You didn't have that problem.
I had a problem with recognizing--trying to be accepted, trying to make everybody accept my family, my Polish family. They didn't want to accept. But I'll tell you some other time, because you know what? I think it's getting too long. No? We...
Um...
should, how much more. Ok, let me just finish this. I resented, I tell you, it's not nice to talk--my mother-in-law is dead, and. I did not have such a good response. And even my husband, he was, he made a lot of mistakes himself. You know, when I brought my family from Poland in 1966, eh, the narrow-minded Jews who went to the concentration camp uh, did not talk nice to them. Did not--you know, now it's in style to go to Poland to find your roots and to. I mean, they were recognized by Sheirit Haplai-ta and they were honored and so on and so on. But because I was such a child, I wanted so much for them to be accepted among our Jewish crowd and they were not. And that's what hurt me so much. But I never gave up on them. Sidney, I went to Poland when nobody went to Poland. I went to Poland in 1967. I got my citizenship in November 1967, and sixty...January '66, in January '67 I was in Poland already. Poland did not have an airport. They had a little, little house with a rail...railing around. That was the whole airport when I landed in January in Warsaw. Nobody went to Warsaw. It was an iron curtain. Two people or three people arrived in Warsaw on that plane when I came in.
Did you go with Fred?
No, I went by myself.
You went alone.
I always went to Poland by myself. It was the fear. Once I went with Fred, in 1969. I was always going myself, I had the fear of somebody's going to kill me over there. Only because I was under the influence of, of our Jewish people. "Where are you going, they're going to kill you, they're going to..." In 1985, I went there with my children and I remember standing over a grave of my mother.
You found your mother's grave? Oh, your Polish mother.

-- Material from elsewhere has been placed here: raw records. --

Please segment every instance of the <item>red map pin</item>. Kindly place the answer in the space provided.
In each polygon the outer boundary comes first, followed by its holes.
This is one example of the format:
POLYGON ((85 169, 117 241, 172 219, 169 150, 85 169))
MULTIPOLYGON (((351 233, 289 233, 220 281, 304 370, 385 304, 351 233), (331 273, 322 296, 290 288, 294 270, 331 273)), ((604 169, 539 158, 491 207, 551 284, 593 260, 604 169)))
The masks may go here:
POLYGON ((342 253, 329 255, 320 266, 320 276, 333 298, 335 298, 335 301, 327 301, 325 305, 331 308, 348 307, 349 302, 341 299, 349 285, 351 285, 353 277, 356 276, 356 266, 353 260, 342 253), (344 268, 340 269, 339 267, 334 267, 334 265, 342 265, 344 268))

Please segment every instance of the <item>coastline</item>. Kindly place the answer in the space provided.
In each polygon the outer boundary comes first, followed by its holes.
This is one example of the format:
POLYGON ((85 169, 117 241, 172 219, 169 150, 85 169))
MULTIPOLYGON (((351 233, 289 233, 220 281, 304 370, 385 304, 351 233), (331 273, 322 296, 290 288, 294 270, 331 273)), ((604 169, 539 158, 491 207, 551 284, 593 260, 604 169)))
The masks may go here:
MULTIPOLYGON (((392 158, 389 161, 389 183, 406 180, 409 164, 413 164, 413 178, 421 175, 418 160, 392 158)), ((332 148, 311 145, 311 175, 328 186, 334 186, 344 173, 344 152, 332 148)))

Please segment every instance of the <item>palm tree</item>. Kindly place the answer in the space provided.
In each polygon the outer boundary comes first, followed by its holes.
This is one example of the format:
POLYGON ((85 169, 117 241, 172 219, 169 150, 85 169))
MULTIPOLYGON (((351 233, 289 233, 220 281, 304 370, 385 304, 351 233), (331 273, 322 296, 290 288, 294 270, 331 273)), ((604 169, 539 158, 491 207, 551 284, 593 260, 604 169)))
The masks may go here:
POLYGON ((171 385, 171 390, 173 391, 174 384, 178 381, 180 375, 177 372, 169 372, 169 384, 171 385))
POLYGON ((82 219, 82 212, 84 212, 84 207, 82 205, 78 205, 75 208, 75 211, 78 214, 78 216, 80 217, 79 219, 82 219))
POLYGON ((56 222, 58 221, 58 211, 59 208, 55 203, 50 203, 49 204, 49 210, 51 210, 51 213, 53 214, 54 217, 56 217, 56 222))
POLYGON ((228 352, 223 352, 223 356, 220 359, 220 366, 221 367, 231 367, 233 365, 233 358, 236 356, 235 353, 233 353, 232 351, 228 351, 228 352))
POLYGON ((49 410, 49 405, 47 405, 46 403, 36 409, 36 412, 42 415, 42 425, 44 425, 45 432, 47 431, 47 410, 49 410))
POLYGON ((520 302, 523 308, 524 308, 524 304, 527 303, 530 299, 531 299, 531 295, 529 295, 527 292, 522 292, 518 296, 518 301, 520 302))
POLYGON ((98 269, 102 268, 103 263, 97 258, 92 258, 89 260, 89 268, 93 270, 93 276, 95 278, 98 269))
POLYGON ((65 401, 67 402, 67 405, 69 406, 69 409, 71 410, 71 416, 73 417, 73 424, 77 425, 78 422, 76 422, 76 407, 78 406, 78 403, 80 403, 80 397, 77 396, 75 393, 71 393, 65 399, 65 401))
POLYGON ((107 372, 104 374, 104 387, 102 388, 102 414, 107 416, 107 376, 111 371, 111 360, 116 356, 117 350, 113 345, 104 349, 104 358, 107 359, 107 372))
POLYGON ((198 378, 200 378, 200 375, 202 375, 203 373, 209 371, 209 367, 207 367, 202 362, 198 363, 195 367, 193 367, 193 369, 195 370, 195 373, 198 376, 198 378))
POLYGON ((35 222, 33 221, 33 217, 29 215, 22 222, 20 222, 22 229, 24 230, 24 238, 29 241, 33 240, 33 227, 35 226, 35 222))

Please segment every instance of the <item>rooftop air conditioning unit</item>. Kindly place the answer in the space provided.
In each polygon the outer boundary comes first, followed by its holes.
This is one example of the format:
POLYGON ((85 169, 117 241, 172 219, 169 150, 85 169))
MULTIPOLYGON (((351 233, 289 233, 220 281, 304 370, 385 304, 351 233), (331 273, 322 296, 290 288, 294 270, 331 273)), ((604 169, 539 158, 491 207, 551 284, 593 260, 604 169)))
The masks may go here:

My Polish mother, yeah, I'm talking about. You know, it's a different. Right now I'm with Poland. And we were standing there and uh, I was afraid somebody's going to come and shoot us. I always had the fear. I never wanted to have children with me, you know, in Poland. So, but once we went--oh, and my mother, my Polish mother lived "til the age of 83. And she had a stroke and she became uh, she became a vegetable. Actually, she did not, she walked, but she, she was out of her mind. So I was that year in Poland few times, but she was out of it. And when she died, it was very sad because when she died and I went to Poland for the funeral, I didn't want Fred to come with me. The whole city came to, to the, to the funeral to, to see if I'm going to kneel. If I'm going to take communion, if I am, I am a Jew or a Catholic. And believe me, while I was in that church, she had a very fancy funeral because that's very important to the Polish people. She-- whatever money I sent her she didn't use, she, she built a beautiful, made out of granite...
Monument.
monument for herself. I was very much against it. I felt very uncomfortable. She had it done many, many years ago. And every time I went to the grave was her husband, ashes of her husband. Not ashes, but some of the dirt from Mauthausen we buried over there. And she had her mother and her father buried there. But she had a place for herself. Um, I was very uncomfortable because it was one of the most beautiful monuments of in the cemetery and I did not approve of it. And I knew that she wanted a fancy funeral, so I did give her a fancy funeral. I had the, the bishop come and I had the priest, few priests. It was during Martial Law she died in 1983. And I had to make a decision. It was one point, it was the communion. So you know what I did, I went to communion. I actually..
You took communion.
Yeah. I took the communion. But I didn't go [laughs] to the confessional. That's against the law.
[laughs]
In the split of a moment. My brother also never went to communion. He's against the church also very much. And because I went, [laughs] he followed me. Because I thought that I would give her the honor.
Sure.
It was my way. The priest almost had a heart attack because he knew I was Jewish. But he couldn't, you know. You, you kneel and you open your mouth and they put the wafer. I opened my mouth, he looked at me and he couldn't take it away because--so he gave it to me, but he had almost heart attack because I was not allowed to take communion. First you go to confession and then go to a communion, so. In a part, I--but he couldn't even say it out loud that she--he only said one thing. He said, "Pani Łączkowska had a lot of secrets and she died with those secrets." He couldn't say it out loud that she saved a Jewish child and the child is here today, you know, with us or so on. It was beneath--it was not S'passt Nisht. You know, in Yiddish you say, it just didn't fit. I, I resented it because--but my brother explained it to me that, you know, as long as the Polacks did not hear straight from the priest's mouth about what, what the, what the family did for Jews, maybe it's better because this was there will be so much anti-Semitic, uh. In fact, the plaque that my, my uh, brother got when he was here during uh, 1967, when they came to the, to Randy's bar mitzvah. No, '77, I'm sorry.